EgoX: Egocentric Video Generation from a Single Exocentric Video
Taewoong Kang, Kinam Kim, Dohyeon Kim, Minho Park, Junha Hyung, Jaegul Choo
TL;DR
EgoX tackles exocentric-to-egocentric video generation from a single input by lifting the exocentric scene into a 3D representation to produce an egocentric prior, then fusing this with the exocentric stream inside a pretrained video diffusion model using a unified width-wise and channel-wise conditioning. A geometry-guided self-attention module biases attention toward geometrically corresponding regions, enabling coherent, high-fidelity egocentric outputs even under extreme viewpoint changes. The approach, trained with lightweight LoRA adaptations, demonstrates strong generalization to unseen scenes and in-the-wild data, outperforming state-of-the-art baselines on both image/object and video metrics, and is supported by extensive ablations. Limitations include reliance on egocentric pose inputs, with future work planned for automatic head-pose estimation to enable fully automatic generation.
Abstract
Egocentric perception enables humans to experience and understand the world directly from their own point of view. Translating exocentric (third-person) videos into egocentric (first-person) videos opens up new possibilities for immersive understanding but remains highly challenging due to extreme camera pose variations and minimal view overlap.
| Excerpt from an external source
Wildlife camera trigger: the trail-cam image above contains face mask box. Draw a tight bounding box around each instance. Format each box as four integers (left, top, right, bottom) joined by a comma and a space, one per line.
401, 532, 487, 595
This task requires faithfully preserving visible content while synthesizing unseen regions in a geometrically consistent manner. To achieve this, we present EgoX, a novel framework for generating egocentric videos from a single exocentric input. EgoX leverages the pretrained spatio temporal knowledge of large-scale video diffusion models through lightweight LoRA adaptation and introduces a unified conditioning strategy that combines exocentric and egocentric priors via width and channel wise concatenation. Additionally, a geometry-guided self-attention mechanism selectively attends to spatially relevant regions, ensuring geometric coherence and high visual fidelity. Our approach achieves coherent and realistic egocentric video generation while demonstrating strong scalability and robustness across unseen and in-the-wild videos.